Many of the teens trying the challenge filmed their attempts and uploaded them to YouTube .
But it seems the site has had enough, and has announced that it will be removing the videos.
In a statement released to Fast Company , a spokesperson for YouTube said: “YouTube’s Community Guidelines prohibit content that’s intended to encourage dangerous activities that have an inherent risk of physical harm.
“We work to quickly remove flagged videos that violate our policies.”
In 2018 alone, there have been 39 cases of teens eating laundry pods reported to the American Association of Poison Control Centres, according to Time .

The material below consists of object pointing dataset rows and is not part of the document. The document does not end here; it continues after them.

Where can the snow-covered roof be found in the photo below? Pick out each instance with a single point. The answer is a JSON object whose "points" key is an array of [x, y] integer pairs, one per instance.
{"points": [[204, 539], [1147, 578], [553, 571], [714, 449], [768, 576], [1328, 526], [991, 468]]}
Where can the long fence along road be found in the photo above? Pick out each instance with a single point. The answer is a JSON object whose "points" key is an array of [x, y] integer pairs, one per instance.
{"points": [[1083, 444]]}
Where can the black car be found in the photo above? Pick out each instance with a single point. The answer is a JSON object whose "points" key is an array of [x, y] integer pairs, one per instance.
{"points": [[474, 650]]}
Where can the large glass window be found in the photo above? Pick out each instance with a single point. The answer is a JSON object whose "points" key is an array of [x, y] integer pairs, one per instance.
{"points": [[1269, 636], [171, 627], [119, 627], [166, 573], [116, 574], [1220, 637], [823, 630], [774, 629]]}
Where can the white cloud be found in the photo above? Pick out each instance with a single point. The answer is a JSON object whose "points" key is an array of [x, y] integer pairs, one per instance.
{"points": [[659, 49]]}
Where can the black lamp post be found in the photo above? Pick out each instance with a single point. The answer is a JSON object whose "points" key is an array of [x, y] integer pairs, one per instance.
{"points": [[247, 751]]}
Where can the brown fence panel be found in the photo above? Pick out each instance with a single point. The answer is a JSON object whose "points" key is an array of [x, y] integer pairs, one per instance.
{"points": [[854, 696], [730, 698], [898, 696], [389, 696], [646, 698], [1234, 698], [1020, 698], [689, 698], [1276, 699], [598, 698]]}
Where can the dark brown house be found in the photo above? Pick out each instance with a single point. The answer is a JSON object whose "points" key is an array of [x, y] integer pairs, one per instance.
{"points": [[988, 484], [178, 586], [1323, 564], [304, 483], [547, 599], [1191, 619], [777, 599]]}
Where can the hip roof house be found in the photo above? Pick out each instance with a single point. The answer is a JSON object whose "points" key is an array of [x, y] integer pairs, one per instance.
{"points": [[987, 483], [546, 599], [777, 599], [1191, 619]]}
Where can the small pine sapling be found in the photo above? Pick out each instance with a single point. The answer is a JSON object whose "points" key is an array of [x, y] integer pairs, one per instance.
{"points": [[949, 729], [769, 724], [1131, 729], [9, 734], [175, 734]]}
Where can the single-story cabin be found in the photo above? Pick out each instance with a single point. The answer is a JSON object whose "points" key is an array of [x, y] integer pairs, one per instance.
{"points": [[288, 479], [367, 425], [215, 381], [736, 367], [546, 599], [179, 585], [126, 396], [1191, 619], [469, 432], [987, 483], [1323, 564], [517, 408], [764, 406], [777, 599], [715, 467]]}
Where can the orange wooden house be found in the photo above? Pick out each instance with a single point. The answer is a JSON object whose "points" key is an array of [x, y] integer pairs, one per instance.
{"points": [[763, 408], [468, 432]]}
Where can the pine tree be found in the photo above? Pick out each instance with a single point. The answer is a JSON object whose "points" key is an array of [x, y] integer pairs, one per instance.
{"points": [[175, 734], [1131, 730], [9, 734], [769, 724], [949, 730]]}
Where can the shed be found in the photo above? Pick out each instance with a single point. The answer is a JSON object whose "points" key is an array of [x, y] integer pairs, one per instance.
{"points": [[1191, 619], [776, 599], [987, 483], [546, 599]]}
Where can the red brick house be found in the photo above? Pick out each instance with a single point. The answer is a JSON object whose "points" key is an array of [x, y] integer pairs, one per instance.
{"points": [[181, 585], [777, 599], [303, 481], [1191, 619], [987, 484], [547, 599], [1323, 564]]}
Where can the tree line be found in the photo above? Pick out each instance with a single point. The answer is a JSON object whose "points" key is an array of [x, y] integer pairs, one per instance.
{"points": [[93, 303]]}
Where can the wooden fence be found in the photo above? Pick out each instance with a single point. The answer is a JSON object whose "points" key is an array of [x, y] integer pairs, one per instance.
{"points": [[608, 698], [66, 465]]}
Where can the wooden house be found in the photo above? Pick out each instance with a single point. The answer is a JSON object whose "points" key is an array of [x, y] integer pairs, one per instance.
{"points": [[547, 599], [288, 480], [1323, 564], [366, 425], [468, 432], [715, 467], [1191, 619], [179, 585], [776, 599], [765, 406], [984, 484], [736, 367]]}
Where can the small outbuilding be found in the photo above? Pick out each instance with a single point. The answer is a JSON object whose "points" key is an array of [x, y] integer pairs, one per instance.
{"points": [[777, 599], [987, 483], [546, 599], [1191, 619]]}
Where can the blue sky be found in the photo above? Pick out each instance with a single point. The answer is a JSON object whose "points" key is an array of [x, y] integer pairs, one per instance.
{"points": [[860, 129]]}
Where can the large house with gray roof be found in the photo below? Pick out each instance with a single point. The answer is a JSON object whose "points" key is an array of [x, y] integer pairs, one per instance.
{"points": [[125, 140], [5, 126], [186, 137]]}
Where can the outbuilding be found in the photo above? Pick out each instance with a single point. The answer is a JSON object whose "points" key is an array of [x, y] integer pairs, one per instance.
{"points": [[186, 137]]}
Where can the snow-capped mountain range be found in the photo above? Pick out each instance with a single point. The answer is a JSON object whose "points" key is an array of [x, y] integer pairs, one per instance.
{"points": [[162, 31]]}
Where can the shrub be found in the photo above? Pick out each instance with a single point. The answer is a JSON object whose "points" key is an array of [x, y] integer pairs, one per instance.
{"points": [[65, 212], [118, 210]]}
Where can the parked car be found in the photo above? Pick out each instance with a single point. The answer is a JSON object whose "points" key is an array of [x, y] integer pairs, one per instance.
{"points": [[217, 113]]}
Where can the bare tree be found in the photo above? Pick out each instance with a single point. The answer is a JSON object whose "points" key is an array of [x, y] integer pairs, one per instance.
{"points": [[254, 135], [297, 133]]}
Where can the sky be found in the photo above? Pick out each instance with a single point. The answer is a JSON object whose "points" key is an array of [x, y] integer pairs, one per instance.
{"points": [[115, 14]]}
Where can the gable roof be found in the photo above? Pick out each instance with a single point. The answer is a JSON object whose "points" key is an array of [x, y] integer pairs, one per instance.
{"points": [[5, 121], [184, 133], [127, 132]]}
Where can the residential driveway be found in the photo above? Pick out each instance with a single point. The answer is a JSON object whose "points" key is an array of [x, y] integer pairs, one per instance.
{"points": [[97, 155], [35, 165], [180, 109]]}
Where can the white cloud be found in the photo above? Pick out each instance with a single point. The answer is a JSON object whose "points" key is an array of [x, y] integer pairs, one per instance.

And Procter & Gamble, the firm behind the Tide Pods, says it has been working with social media sites to remove harmful content.
In a statement, a spokesperson for Procter & Gamble said: “Laundry pacs are made to clean clothes. They should not be played with, whatever the circumstance, even if meant as a joke.”
What is the ‘Tide Pod Challenge’?
The craze began last year when a student filmed himself munching on Tide Pods, and over the last month, the ‘Tide Pod Challenge’ has taken off.
Teens are seen popping them in their mouths, eating the liquid and even cooking with the tablets.
The lure is thought to be down to aesthetic. Detergent capsules, and Tide Pods particularly, look fairly enticing.
The colourful liquid makes the pouches resemble sweets, and the soft casing feels nice and squidgy.
Now, doctors, parents, and manufacturers are begging youngsters to stop eating laundry liquid, which is poisonous and poses serious health risks if ingested.
Dr Alfred Aleguas Jr, managing director of the Florida Poison Information Center in Tampa, told USA Today that the fad may even be ‘life-threatening’.
According to Dr Aleguas Jr, swallowing even a small amount of the highly-concentrated detergent found in pods can cause diarrhea and vomiting.
Enough of it would lead to breathing difficulties – and possibly worse.
"Ending up in the emergency room is no joke," he said.